Nella delibera si spiegava che tale problematica «riguarda il marginamento a mare della realizzanda cassa di colmata e, nella fattispecie, l’insieme di numerosi casi in cui la geometria dell’appoggio del diaframma sul gargame del palo è inferiore al valore minimo indicato come tolleranza accettabile nel progetto esecutivo, determinando una condizione di trasmissione del carico non simmetrica e difforme da quella prevista in progetto».
Il documento conferma cioè che la parte a mare della cassa di colmata è stata realizzata difformemente dal progetto, con modalità che non rispondono alle garanzie di impermeabilità chieste per evitare il riversamento in mare dei materiali tossici.
Da qui la richiesta ad Astaldi di provvedere con una «una soluzione supportata da un progetto di intervento e relativo calcolo strutturale» e la nomina di un esperto in grado di valutare per il Rup l’idoneità di tale soluzione.
La soluzione non c’è
Passati oltre 7 mesi, emerge ora che la soluzione non c’è e che anzi, a fine luglio, il ministero della Transizione ecologica, ha «revocato la comunicazione di procedibilità della verifica di ottemperanza» relativa al «rispetto del requisito di permeabilità» della vasca e che a settembre la direzione lavori ha sospeso tutto.

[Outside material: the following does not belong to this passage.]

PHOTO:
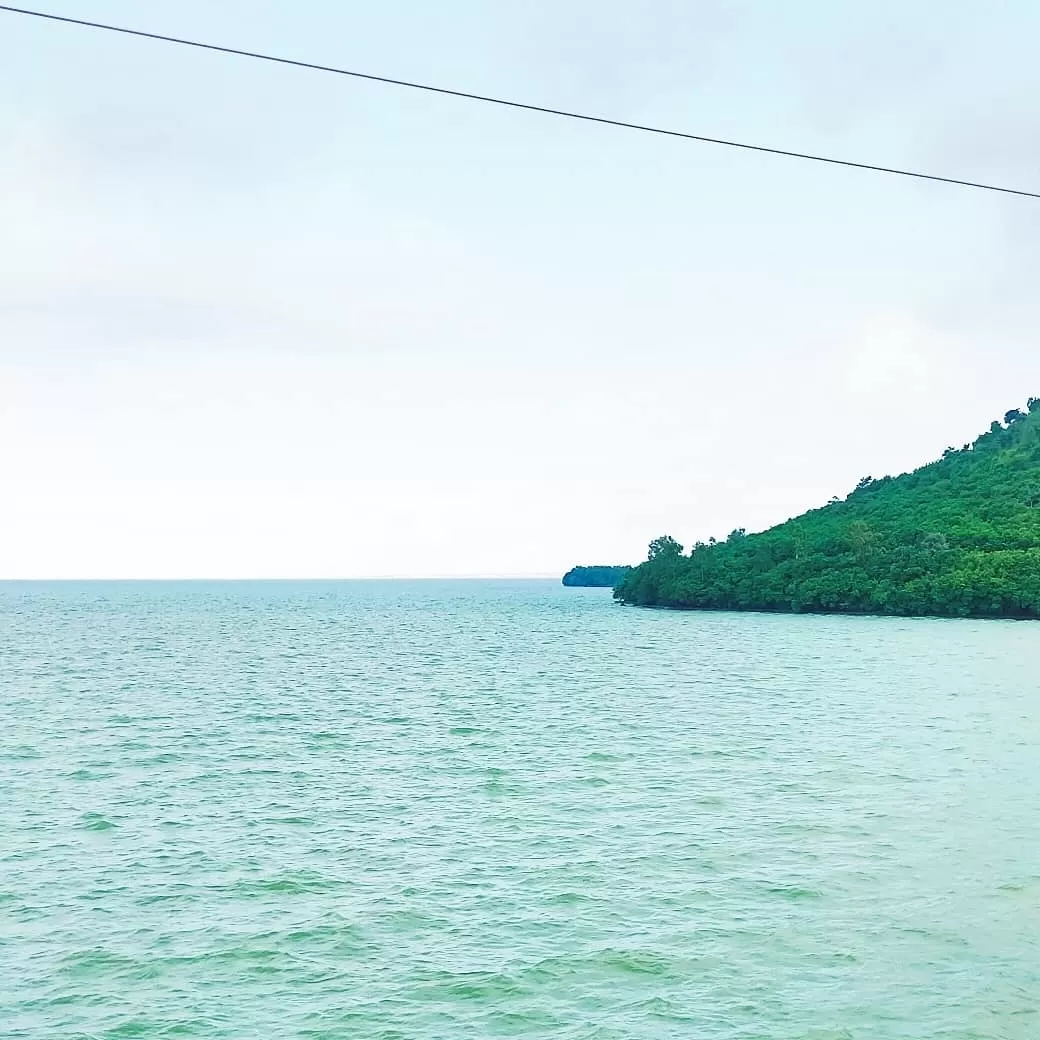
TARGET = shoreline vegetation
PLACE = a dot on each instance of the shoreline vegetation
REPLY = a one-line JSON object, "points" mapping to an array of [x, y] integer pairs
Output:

La notizia è diventata ufficile perché al ministero è arrivata una richiesta di rinnovo della Via (Valutazione di impatto ambientale), che per legge va pubblicata per accogliere osservazioni di terzi.
La Via originaria è scaduta nel marzo 2019 ma per oltre due anni si è comunque lavorato, tanto che la nuova istanza ha il fine di «attestare la compatibilità ambientale dei lavori eseguiti successivamente al termine di validità del decreto di compatibilità ambientale 80/2014 e di quelli necessari al completamento dell’intervento».
La documentazione tecnica allegata alla nuova istanza è però pressoché la stessa presentata per la Via del 2014. Non ci sono gli aggiornamenti relativi ai nuovi esami tossicologici che si sono resi necessari a luglio sui sedimenti da dragare (ma il problema è se non altro menzionato).
Ma soprattutto si sorvola sul perdurante problema della permeabilità della vasca a mare, fatto salvo il fulmineo accenno della relazione della direzione lavori che parla di «attesa di approvazione» e, naturalmente, non si espongono le soluzioni progettuali chieste ad Astaldi per farvi fronte, proprio perché ancora non ci sono.
Il termine per le osservazioni scade a fine mese, ma come si possa attivare una procedura di Via in questa situazione resta una domanda senza risposta. Infatti né l’Autorità portuale né il ministero hanno voluto rispondere alle nostre domande.